Am nächsten Morgen kurz vor Sonnenaufgang zeigten sich erste Lebenszeichen. Der Kaffee wurde etwas früher aufgesetzt und jemand holte nochmals Brötchen beim Bäcker, der bereits ab 5.30 Uhr öffnete. Trotzdem hat am Ende das Packen von Allem bis 9 Uhr gedauert. Nachdem die Fahrerin des gegenüber der Ausfahrt parkenden PKWs, der unsere Ausfahrt aus dem Gelände blockierte, auf einem Motorboot im Hafen des Rudervereins gefunden war, wurde unser Heimweg endlich frei. Jedoch löste sich bereits nach 100 Metern zur Überraschung aller der Küchenanhänger vom Zugfahrzeug. Die Drähte des Kabels für die Leuchten am Hänger wurden herausgerissen. Schöne Bescherung. Aber im Internet gibt es unter dem Stichwort „Kabelbelegung“ die passenden Bilder, so dass unsere Experten nach 30 Minuten die verschiedenen farbigen Drähte wieder richtig einbauen konnten. Nachdem wieder sorgfältig angehängt war wurden die Lichter getestet und für gut befunden.

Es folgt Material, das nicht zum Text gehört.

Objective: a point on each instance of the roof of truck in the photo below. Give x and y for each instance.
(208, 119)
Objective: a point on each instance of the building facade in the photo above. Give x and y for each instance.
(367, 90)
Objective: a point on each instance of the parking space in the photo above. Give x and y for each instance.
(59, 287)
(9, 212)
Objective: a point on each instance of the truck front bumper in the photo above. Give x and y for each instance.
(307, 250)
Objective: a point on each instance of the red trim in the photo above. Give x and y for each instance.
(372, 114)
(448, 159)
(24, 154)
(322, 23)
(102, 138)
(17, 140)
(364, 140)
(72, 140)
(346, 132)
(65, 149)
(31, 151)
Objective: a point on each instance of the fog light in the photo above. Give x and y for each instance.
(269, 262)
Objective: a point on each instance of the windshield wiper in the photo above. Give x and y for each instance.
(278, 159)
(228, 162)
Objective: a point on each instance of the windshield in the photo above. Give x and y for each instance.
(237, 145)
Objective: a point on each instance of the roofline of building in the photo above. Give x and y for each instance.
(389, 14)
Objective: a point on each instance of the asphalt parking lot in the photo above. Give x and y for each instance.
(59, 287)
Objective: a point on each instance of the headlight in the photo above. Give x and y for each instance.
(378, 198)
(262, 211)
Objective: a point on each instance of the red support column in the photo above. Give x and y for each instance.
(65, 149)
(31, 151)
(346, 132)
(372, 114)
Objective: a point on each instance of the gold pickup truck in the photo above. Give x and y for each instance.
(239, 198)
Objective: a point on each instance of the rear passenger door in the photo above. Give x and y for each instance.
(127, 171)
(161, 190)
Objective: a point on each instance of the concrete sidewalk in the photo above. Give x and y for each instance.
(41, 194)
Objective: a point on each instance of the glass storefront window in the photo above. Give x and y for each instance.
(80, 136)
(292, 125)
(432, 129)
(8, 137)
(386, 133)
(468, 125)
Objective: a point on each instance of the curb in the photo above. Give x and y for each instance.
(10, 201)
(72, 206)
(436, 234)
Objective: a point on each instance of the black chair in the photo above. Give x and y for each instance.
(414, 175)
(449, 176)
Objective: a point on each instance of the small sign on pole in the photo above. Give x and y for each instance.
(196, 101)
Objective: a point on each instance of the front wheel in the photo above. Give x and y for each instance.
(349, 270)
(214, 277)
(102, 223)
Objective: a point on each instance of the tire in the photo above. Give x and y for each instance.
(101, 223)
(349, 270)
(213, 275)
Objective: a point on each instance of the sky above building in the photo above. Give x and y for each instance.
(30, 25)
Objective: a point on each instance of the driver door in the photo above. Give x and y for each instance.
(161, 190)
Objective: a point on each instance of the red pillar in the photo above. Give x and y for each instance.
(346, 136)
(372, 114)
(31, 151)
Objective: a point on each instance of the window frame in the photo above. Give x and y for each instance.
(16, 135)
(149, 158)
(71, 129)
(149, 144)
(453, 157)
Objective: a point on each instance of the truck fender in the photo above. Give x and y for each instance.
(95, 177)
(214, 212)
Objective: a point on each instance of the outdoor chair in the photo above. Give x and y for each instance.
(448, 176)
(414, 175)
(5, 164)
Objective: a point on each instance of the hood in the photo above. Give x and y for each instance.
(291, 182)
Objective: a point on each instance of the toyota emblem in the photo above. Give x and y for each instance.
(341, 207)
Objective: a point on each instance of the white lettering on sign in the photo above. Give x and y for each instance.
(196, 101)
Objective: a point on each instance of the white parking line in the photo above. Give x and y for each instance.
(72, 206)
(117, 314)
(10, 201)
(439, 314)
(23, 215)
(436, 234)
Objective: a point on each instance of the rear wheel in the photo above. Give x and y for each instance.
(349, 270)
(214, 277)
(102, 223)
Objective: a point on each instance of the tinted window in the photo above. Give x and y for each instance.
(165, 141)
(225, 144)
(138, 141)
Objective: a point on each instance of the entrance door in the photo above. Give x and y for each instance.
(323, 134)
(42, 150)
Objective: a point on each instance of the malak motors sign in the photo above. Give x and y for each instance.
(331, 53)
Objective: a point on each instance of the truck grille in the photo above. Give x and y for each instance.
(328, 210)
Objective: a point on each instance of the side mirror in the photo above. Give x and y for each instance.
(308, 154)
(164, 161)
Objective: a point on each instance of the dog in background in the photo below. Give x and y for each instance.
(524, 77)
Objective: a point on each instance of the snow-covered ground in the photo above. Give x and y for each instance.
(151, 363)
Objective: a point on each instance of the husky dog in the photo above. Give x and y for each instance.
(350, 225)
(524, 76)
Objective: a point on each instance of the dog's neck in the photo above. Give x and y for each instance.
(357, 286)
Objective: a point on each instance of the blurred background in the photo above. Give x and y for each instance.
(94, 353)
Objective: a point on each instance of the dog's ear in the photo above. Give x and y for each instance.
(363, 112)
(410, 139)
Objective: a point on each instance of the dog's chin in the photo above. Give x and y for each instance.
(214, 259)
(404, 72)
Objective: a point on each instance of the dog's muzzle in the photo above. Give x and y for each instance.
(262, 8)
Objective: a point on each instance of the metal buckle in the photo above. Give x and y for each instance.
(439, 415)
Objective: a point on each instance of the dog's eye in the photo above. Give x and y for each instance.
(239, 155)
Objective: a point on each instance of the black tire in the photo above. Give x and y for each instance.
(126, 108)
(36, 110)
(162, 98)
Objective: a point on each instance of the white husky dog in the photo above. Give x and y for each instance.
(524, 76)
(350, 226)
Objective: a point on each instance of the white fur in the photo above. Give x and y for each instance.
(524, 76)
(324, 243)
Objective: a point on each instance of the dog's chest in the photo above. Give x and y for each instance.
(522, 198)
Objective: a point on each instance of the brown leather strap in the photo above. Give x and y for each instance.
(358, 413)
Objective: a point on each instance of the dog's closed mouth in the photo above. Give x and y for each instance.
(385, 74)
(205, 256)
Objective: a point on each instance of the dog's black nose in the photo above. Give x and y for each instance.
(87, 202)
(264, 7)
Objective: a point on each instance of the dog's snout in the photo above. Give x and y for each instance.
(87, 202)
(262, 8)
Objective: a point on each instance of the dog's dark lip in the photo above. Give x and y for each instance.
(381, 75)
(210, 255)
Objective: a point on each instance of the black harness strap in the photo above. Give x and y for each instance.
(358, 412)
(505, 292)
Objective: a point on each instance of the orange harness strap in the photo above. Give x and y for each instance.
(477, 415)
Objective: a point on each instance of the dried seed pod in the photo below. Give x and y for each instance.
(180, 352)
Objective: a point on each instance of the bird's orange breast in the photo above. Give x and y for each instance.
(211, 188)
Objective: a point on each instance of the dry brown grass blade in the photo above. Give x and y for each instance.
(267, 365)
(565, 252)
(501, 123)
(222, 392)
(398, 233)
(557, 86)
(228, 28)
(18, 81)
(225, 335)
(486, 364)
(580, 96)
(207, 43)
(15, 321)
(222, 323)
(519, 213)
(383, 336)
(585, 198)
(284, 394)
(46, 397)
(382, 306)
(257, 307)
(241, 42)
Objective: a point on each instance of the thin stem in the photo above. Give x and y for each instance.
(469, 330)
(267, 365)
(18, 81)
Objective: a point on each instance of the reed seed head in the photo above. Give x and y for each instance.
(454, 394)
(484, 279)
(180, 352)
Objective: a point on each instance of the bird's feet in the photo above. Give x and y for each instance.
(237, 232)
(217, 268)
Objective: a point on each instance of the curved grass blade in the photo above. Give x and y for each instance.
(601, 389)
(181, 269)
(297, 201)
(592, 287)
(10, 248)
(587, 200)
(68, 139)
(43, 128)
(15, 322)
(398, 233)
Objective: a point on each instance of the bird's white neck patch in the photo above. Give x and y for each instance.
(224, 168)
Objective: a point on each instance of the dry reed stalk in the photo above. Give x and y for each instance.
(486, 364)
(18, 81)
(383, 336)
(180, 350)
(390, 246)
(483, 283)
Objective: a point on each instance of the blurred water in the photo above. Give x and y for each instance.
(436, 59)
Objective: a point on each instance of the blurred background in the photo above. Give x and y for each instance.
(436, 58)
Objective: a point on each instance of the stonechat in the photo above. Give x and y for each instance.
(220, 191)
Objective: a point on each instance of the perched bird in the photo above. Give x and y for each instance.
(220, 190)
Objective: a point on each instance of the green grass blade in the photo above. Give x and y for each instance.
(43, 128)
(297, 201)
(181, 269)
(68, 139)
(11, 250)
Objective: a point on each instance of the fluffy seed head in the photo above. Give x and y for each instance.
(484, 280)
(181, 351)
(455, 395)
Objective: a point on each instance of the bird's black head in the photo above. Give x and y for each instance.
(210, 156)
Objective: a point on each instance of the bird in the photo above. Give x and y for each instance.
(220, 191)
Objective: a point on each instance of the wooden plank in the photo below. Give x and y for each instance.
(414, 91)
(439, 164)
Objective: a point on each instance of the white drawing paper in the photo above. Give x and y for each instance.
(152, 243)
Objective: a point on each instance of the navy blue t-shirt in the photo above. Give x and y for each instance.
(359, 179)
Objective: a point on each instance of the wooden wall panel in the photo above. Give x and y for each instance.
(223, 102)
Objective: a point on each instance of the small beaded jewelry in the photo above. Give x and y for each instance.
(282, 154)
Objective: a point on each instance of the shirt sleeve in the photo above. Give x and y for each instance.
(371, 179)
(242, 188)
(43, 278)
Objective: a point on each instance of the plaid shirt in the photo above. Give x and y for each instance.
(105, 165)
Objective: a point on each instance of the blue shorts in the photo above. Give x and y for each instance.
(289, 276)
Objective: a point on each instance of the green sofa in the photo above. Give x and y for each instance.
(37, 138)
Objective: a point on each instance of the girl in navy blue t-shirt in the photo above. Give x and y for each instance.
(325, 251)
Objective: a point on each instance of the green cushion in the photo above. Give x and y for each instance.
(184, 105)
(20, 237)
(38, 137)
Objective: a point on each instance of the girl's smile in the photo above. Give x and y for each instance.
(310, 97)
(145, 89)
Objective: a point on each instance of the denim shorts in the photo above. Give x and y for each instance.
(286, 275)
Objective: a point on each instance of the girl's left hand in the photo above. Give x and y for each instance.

Bis 14 Uhr fuhr uns der erste Fahrer wieder zum Rastplatz „Thüringer Wald“. Eine halbe Stunde Mittagspause reichte und neue Fahrer brachten uns bis circa 18 Uhr nach Esslingen. Um 20.30 Uhr war alles aufgeräumt und die Zelte standen zum Trocknen bis Montag. Ungeklärt blieb auch weiterhin die Frage: Wieso werden Schwäne grau geboren, um trotzdem später ein ganzes Leben in weiß zuzubringen? Vielleicht, um von Ruderern besser gesehen zu werden?
Alles in allem wieder eine gelungene Wanderfahrt. Diese Abwechslung zu unserer Hausstrecke tut gut. Der Spaß an der Ausübung unserer Sportart steigt dadurch bei Vielen erheblich – einschließlich der Motivation bis zur nächsten Wanderfahrt durchzuhalten.